El jefe de la aldea condujo a su hijo a la cocina que estaba en el patio trasero.

"Papá, ¿por qué me llamaste?"

"Hijo, papá tiene algo bueno para ti. Búscalo tú primero y mira si puedes encontrarlo."

—¿Vamos a comer carne otra vez? —El rostro del hijo se sonrojó de emoción; aún saboreaba la carne que había comido hacía unos días.

"Sí, come primero una vez que lo encuentres."

El hijo buscó con entusiasmo por todas partes, primero corrió hacia la olla, levantó la tapa pero no encontró nada, luego abrió el armario, seguía sin encontrar nada. Justo cuando se giró para preguntar dónde estaba la carne, un palo, acompañado de una fuerte ráfaga de viento, le golpeó con fuerza en la cabeza.

El hijo cayó al suelo, sin comprender qué había hecho mal para que su padre lo castigara. "¡Papá!", gritó el hijo desesperado, y el palo volvió a caer sobre su cabeza.

La sangre salpicaba la frente del hijo, y las lágrimas corrían por el rostro del jefe de la aldea mientras murmuraba: «Hijo, lo siento. Por el bien de tu madre y el mío, vete en paz». Cerró los ojos y golpeó con fuerza la cabeza de su hijo con el palo otra vez. Aparecieron marcas blancas y rojas en la cabeza del hijo, y sus ojos, muy abiertos, parecían incrédulos de que su padre lo hubiera matado a golpes con sus propias manos.

El jefe de la aldea empujó un plato de carne delante de su esposa y le dijo: "¡Come!"

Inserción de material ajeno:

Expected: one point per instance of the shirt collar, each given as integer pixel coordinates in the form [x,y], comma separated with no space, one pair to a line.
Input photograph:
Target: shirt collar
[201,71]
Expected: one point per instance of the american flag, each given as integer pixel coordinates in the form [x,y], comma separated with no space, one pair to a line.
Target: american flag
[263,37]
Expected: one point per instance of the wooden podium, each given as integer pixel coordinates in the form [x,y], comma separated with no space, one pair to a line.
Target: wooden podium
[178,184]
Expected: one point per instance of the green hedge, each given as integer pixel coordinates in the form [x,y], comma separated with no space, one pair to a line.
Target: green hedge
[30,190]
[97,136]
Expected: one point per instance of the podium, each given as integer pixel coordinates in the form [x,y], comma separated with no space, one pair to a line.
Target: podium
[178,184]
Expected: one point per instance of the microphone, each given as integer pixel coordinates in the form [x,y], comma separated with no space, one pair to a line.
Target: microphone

La mujer tragó saliva con dificultad y dijo: "Dáselo a nuestro hijo".

El jefe de la aldea se agitó repentinamente: "¡Coman solo lo que les digo! ¡Nuestro hijo ya comió!"

La mujer se quedó perpleja y preguntó: "¿Dónde está?".

El jefe de la aldea se relamió los labios con su pipa, llena de hojas amarillas marchitas. La habitación estaba impregnada de un olor penetrante y una densa humareda lo envolvía. Dijo: «Probablemente fue a jugar a las afueras de la aldea. Seguramente volverá más tarde. ¡Come tú! ¡Le dije que comiera primero!».

La mujer le creyó al jefe de la aldea y empezó a devorar su comida. A mitad de camino, se quedó paralizada de repente.